Lors du 9e Séminaire international de l’OPEP, qui s’est tenu à Vienne les 9 et 10 juillet 2025, l’organisation a présenté ses « Perspectives mondiales du pétrole (WOO) 2025 », une analyse détaillant l’évolution de la demande mondiale de pétrole jusqu’en 2050.
Selon l’OPEP, la demande continuera de croître fortement, atteignant près de 123 millions de barils par jour (mb/j) d’ici 2050. Cette prévision remet en question les estimations de l’Agence Internationale de l’Énergie (AIE), qui prédit un pic de la demande à 105,6 millions de barils par jour d’ici 2029.
L’OPEP souligne qu’il n’y a « aucun signe que la consommation de pétrole va atteindre un pic au cours de cette décennie ». Le groupe mise sur la hausse de la consommation, particulièrement dans les pays en développement, et appelle à davantage d’investissements dans l’industrie pétrolière pour répondre à cette demande croissante.

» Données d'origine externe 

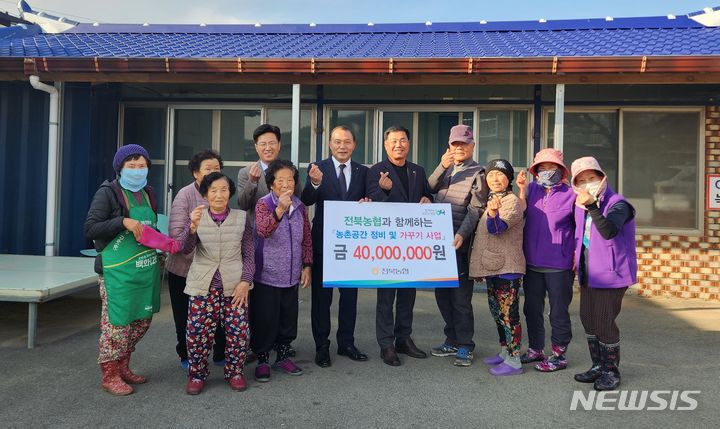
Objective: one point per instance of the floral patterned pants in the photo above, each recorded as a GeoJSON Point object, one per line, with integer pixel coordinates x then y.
{"type": "Point", "coordinates": [204, 313]}
{"type": "Point", "coordinates": [505, 308]}
{"type": "Point", "coordinates": [116, 342]}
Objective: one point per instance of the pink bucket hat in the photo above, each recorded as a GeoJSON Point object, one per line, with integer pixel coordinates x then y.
{"type": "Point", "coordinates": [584, 164]}
{"type": "Point", "coordinates": [549, 155]}
{"type": "Point", "coordinates": [461, 133]}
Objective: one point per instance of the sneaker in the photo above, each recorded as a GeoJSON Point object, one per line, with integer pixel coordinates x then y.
{"type": "Point", "coordinates": [237, 383]}
{"type": "Point", "coordinates": [444, 350]}
{"type": "Point", "coordinates": [504, 369]}
{"type": "Point", "coordinates": [262, 372]}
{"type": "Point", "coordinates": [463, 357]}
{"type": "Point", "coordinates": [552, 364]}
{"type": "Point", "coordinates": [194, 386]}
{"type": "Point", "coordinates": [288, 367]}
{"type": "Point", "coordinates": [532, 355]}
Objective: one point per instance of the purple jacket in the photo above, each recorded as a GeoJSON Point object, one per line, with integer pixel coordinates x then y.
{"type": "Point", "coordinates": [282, 246]}
{"type": "Point", "coordinates": [611, 263]}
{"type": "Point", "coordinates": [549, 227]}
{"type": "Point", "coordinates": [184, 203]}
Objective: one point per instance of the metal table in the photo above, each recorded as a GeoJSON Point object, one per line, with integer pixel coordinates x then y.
{"type": "Point", "coordinates": [36, 279]}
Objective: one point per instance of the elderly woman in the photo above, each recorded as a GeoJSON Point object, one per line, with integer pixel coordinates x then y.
{"type": "Point", "coordinates": [497, 255]}
{"type": "Point", "coordinates": [129, 273]}
{"type": "Point", "coordinates": [548, 245]}
{"type": "Point", "coordinates": [178, 264]}
{"type": "Point", "coordinates": [283, 260]}
{"type": "Point", "coordinates": [218, 282]}
{"type": "Point", "coordinates": [606, 265]}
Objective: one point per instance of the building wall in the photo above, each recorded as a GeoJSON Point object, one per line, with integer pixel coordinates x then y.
{"type": "Point", "coordinates": [23, 168]}
{"type": "Point", "coordinates": [686, 266]}
{"type": "Point", "coordinates": [89, 141]}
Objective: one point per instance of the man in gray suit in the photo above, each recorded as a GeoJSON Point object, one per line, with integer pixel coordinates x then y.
{"type": "Point", "coordinates": [251, 185]}
{"type": "Point", "coordinates": [251, 180]}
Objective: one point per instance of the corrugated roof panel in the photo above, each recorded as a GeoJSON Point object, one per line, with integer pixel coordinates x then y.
{"type": "Point", "coordinates": [520, 40]}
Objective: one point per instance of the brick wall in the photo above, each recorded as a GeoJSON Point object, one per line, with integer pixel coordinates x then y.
{"type": "Point", "coordinates": [682, 266]}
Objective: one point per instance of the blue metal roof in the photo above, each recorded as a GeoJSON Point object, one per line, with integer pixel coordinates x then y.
{"type": "Point", "coordinates": [651, 36]}
{"type": "Point", "coordinates": [19, 31]}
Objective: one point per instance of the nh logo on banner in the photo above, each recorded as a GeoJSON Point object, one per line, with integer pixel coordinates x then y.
{"type": "Point", "coordinates": [635, 400]}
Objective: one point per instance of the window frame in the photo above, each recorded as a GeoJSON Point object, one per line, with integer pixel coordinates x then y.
{"type": "Point", "coordinates": [620, 110]}
{"type": "Point", "coordinates": [170, 108]}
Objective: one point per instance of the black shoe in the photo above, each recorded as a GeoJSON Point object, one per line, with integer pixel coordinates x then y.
{"type": "Point", "coordinates": [389, 356]}
{"type": "Point", "coordinates": [408, 347]}
{"type": "Point", "coordinates": [352, 352]}
{"type": "Point", "coordinates": [322, 357]}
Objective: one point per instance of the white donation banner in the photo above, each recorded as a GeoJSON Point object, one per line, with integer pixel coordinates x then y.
{"type": "Point", "coordinates": [388, 245]}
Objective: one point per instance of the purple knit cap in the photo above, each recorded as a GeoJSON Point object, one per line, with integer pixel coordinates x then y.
{"type": "Point", "coordinates": [126, 151]}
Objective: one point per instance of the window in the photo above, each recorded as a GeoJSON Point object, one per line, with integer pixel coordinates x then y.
{"type": "Point", "coordinates": [503, 134]}
{"type": "Point", "coordinates": [590, 134]}
{"type": "Point", "coordinates": [146, 126]}
{"type": "Point", "coordinates": [660, 167]}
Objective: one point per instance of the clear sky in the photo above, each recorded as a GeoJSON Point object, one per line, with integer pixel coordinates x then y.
{"type": "Point", "coordinates": [351, 11]}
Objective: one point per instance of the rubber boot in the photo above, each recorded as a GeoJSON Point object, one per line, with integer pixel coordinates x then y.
{"type": "Point", "coordinates": [610, 357]}
{"type": "Point", "coordinates": [111, 381]}
{"type": "Point", "coordinates": [595, 370]}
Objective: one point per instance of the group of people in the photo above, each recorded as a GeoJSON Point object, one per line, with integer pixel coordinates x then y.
{"type": "Point", "coordinates": [234, 274]}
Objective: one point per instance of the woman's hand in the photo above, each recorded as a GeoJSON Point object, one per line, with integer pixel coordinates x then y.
{"type": "Point", "coordinates": [195, 216]}
{"type": "Point", "coordinates": [305, 277]}
{"type": "Point", "coordinates": [447, 159]}
{"type": "Point", "coordinates": [494, 205]}
{"type": "Point", "coordinates": [133, 226]}
{"type": "Point", "coordinates": [457, 242]}
{"type": "Point", "coordinates": [584, 198]}
{"type": "Point", "coordinates": [240, 294]}
{"type": "Point", "coordinates": [284, 201]}
{"type": "Point", "coordinates": [521, 180]}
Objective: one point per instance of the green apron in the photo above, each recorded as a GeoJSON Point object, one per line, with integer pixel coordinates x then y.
{"type": "Point", "coordinates": [131, 270]}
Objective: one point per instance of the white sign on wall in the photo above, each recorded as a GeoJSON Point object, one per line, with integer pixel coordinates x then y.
{"type": "Point", "coordinates": [713, 192]}
{"type": "Point", "coordinates": [388, 245]}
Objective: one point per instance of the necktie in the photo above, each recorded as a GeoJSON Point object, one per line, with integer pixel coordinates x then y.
{"type": "Point", "coordinates": [343, 182]}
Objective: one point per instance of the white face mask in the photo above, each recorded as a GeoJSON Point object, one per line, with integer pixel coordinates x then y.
{"type": "Point", "coordinates": [592, 187]}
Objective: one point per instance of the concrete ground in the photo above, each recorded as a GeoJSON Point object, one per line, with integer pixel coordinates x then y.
{"type": "Point", "coordinates": [667, 344]}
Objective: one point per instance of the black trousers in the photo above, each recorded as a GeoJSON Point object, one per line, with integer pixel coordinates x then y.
{"type": "Point", "coordinates": [598, 310]}
{"type": "Point", "coordinates": [273, 316]}
{"type": "Point", "coordinates": [320, 310]}
{"type": "Point", "coordinates": [179, 303]}
{"type": "Point", "coordinates": [388, 326]}
{"type": "Point", "coordinates": [558, 288]}
{"type": "Point", "coordinates": [455, 305]}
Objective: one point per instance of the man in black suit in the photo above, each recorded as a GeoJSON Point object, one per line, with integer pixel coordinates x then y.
{"type": "Point", "coordinates": [336, 178]}
{"type": "Point", "coordinates": [397, 180]}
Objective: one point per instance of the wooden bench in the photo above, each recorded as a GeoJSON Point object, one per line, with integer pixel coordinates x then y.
{"type": "Point", "coordinates": [36, 279]}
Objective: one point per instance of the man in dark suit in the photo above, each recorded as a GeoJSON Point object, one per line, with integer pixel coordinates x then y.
{"type": "Point", "coordinates": [397, 180]}
{"type": "Point", "coordinates": [251, 185]}
{"type": "Point", "coordinates": [336, 178]}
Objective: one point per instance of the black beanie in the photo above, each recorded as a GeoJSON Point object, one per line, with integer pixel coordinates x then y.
{"type": "Point", "coordinates": [503, 166]}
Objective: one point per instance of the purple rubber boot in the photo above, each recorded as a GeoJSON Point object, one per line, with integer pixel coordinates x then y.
{"type": "Point", "coordinates": [504, 369]}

Le secrétaire général de l’OPEP, Haitham Al Ghais, a affirmé qu’« il n’y a pas de pic de demande de pétrole à l’horizon ». De plus, l’OPEP a maintenu sa prévision d’une demande de 113,3 millions de barils par jour en 2030, inchangée par rapport aux années précédentes.

Une demande de pétrole soutenue par les pays émergents
À plus long terme, l’OPEP voit l’Inde, le Moyen-Orient et l’Afrique comme les principaux moteurs de la croissance de la demande pétrolière. Cette dynamique est, selon l’organisation, renforcée par des événements géopolitiques comme la sortie des États-Unis du pacte climatique des Nations Unies et par un ralentissement de l’adoption des véhicules électriques, notamment en Europe. L’OPEP évoque également le retard de la transition énergétique dans certains pays en développement ayant de forts besoins énergétiques.
Les projections de l’OPEP vont au-delà de la simple demande de pétrole : l’organisation prévoit également une augmentation globale de la demande énergétique de 23% d’ici 2050. Ces prévisions prennent en compte les récents développements liés à l’énergie et à l’économie, avec des changements notables dans les politiques énergétiques, et soulignent la nécessité d’augmenter les investissements dans le secteur. L’OPEP insiste sur le fait qu’il est impératif de s’assurer que les investissements nécessaires sont réalisés afin de répondre aux besoins énergétiques futurs et d’offrir des services énergétiques modernes à des milliards de personnes encore privées d’accès à l’énergie.
La publication de cette année, comme les précédentes, offre un éclairage précieux sur les défis énergétiques mondiaux à venir et sur les opportunités que représente l’industrie pétrolière dans un monde en mutation. La transition énergétique, tout en étant une priorité mondiale, devra être réalisée dans un contexte où la demande en énergie ne cesse d’augmenter, et où les équilibres géopolitiques et économiques influencent directement la trajectoire du marché de l’énergie.